In the waters of regeneration we received the Light of the world. We were pulled up into the light so that we would never have to sit in darkness despairing that there is nothing for us but death. We accepted Him and were received into life everlasting. As we grew and studied we learned more about Him. While we may have fallen at times, we have listened to His call, have repented, and have come back to Him. We have, as we look at the trajectory of our lives, remained faithful to the Light we recognized and received into ourselves.

Recognizing the Light is exactly that – seeing that there is more to life than the place we sit. We acknowledge that there is only one way to go, one way to walk. That way is to grasp the hand of the One who speaks with authority, to stand and walk with Jesus, God who came to earth to pull us up on our feet and who shows us the way we must go each day.

Reflection for the Solemnity of the Epiphany

IMG_7238-image-extracted-small1-1024x643

Does God play…
hide and seek?

“Where is he who has been born king of the Jews? For we have seen his star in the East, and have come to worship him.”

Have you ever stopped for directions? The typical joke is that a man will drive around for hours, trying to find a destination, while a woman would immediately stop and ask for directions.

From our reading of the scripture we see that the Wise Men/Kings/Astrologers/Magi did stop and ask directions. They received directions, an answer in response to their search for The Answer, and made their way to Bethlehem.

It seems inconsistent doesn’t it? The Wise Men were following a star. Besides being men, why would they stop for directions if they had the star to guide them?

The lesson here is that something greater was happening. We need to unfold the map, and get our directions by reading between the lines a little.

Certainly, the gospel account is true. The Astrologers saw a sign in the skies and intuited that something wonderful had happened.
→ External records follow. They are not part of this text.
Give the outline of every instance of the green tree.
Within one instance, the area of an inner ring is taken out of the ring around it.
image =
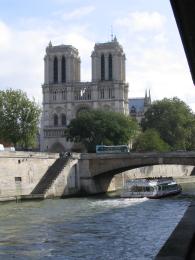
[[[89,110],[78,114],[67,127],[65,136],[72,142],[80,142],[89,152],[97,144],[127,144],[138,130],[137,123],[120,113]]]
[[[149,128],[156,129],[172,150],[190,149],[192,145],[194,115],[191,109],[176,97],[154,102],[145,113],[141,126],[144,131]]]
[[[33,146],[40,108],[21,90],[0,91],[0,139],[22,147]]]
[[[133,143],[133,150],[141,152],[166,152],[170,150],[170,147],[160,138],[160,134],[155,129],[147,129],[137,136]]]

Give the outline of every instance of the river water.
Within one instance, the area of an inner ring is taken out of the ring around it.
[[[189,202],[74,198],[0,205],[0,259],[154,259]]]

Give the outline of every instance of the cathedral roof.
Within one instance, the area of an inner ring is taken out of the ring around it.
[[[130,98],[129,100],[129,111],[131,111],[131,108],[134,107],[137,112],[143,112],[144,111],[144,101],[145,98]]]

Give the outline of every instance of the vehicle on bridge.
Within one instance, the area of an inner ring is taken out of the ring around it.
[[[96,145],[96,153],[129,153],[128,145]]]
[[[182,188],[172,177],[127,180],[121,192],[122,198],[158,199],[181,193]]]

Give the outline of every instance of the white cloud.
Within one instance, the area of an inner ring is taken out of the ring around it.
[[[115,24],[137,32],[159,31],[163,29],[165,21],[165,17],[158,12],[131,12],[128,16],[117,19]]]
[[[79,18],[81,18],[83,16],[86,16],[86,15],[90,14],[94,10],[95,10],[94,6],[91,6],[91,5],[90,6],[83,6],[83,7],[80,7],[78,9],[75,9],[72,12],[64,13],[63,14],[63,19],[65,21],[73,20],[73,19],[79,19]]]

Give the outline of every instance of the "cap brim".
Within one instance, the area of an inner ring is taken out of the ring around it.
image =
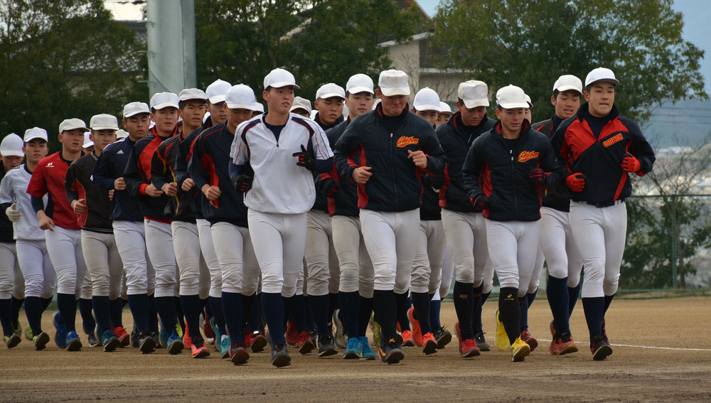
[[[347,91],[348,94],[358,94],[360,92],[368,92],[370,94],[375,94],[375,92],[371,88],[368,87],[353,87],[353,88]]]
[[[476,108],[479,107],[488,107],[488,100],[462,100],[464,101],[464,106],[467,109]]]
[[[395,95],[410,95],[410,87],[400,87],[397,88],[383,88],[380,87],[380,93],[385,97],[395,97]]]

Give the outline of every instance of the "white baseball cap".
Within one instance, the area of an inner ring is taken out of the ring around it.
[[[119,121],[115,116],[102,113],[91,117],[89,126],[92,130],[118,130]]]
[[[333,84],[333,82],[329,82],[328,84],[324,84],[321,85],[319,90],[316,92],[316,99],[319,100],[321,98],[331,98],[333,97],[338,97],[338,98],[346,99],[346,90],[343,87]]]
[[[156,92],[151,98],[151,107],[156,110],[169,107],[178,109],[178,95],[173,92]]]
[[[227,92],[230,88],[232,88],[232,84],[218,78],[205,89],[205,96],[207,97],[210,104],[224,102],[225,95],[227,95]]]
[[[202,90],[198,88],[186,88],[178,94],[178,101],[187,101],[188,100],[201,100],[202,101],[207,101],[208,96],[205,95],[205,92]]]
[[[425,87],[415,95],[412,107],[416,111],[439,112],[439,95],[429,87]]]
[[[617,85],[620,83],[615,78],[615,73],[612,72],[611,70],[605,68],[597,68],[587,73],[587,77],[585,77],[585,87],[599,81],[610,82],[613,85]]]
[[[94,145],[94,141],[92,141],[91,139],[89,138],[89,136],[90,135],[91,131],[87,131],[84,134],[84,144],[82,145],[82,149],[90,147]]]
[[[444,113],[451,116],[454,114],[454,112],[451,112],[451,108],[449,107],[449,104],[447,102],[439,102],[439,113]]]
[[[553,91],[562,92],[570,90],[582,94],[582,81],[574,75],[570,74],[561,75],[553,84]]]
[[[87,124],[84,123],[84,121],[77,119],[76,117],[73,117],[72,119],[66,119],[62,121],[62,123],[59,124],[59,134],[61,134],[65,130],[73,130],[75,129],[83,129],[84,130],[89,130],[87,127]]]
[[[227,107],[230,109],[257,110],[255,92],[244,84],[237,84],[230,88],[225,96],[225,102],[227,103]]]
[[[4,156],[25,156],[25,152],[22,151],[22,147],[25,144],[20,137],[14,133],[11,133],[2,139],[0,143],[0,155]]]
[[[519,87],[507,85],[496,92],[496,104],[505,109],[528,109],[526,94]]]
[[[296,109],[304,109],[310,114],[311,101],[301,97],[294,97],[294,103],[292,104],[292,107],[289,109],[289,112],[294,112]]]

That intuition isn’t just some human trait, but God’s grace at work in them, asking them to take action. They chose to believe and act on that grace. They decided to believe and follow a light – a star.

The star they followed wasn’t just something in the sky; it was the light glowing in their hearts that drove them onward toward God. That light drove them toward Jesus, the reality of God’s promise to all people.

The Wise Men received a great blessing – from outside of God’s chosen people, God called these men. With the power of His love – that is, His grace – He called Gentile leaders to come to His Son. These representatives of all nations responded. They headed toward Jesus (stopping for directions along the way).

God doesn’t play hide-and-seek. His grace is for all people in the same way as was given to the Magi. The light of His star exists in all hearts as a little flicker, an ember. If we choose to act on that grace and head toward Jesus, that ember will be fanned into a great flame, greater than any star.

When touched by the spark of grace we must not brush it off or put it out. Rather we stop and ask directions. We start in our faith community, our local church. From there, we set out and find Him as fully as we are able. Finding Him we also become His messengers (like the Magi – who as travelers were also bearers of news). With a great light in us we go out and proclaim the Good News. God is not hiding – we only need to fan His many embers into great stars revealing Jesus to all.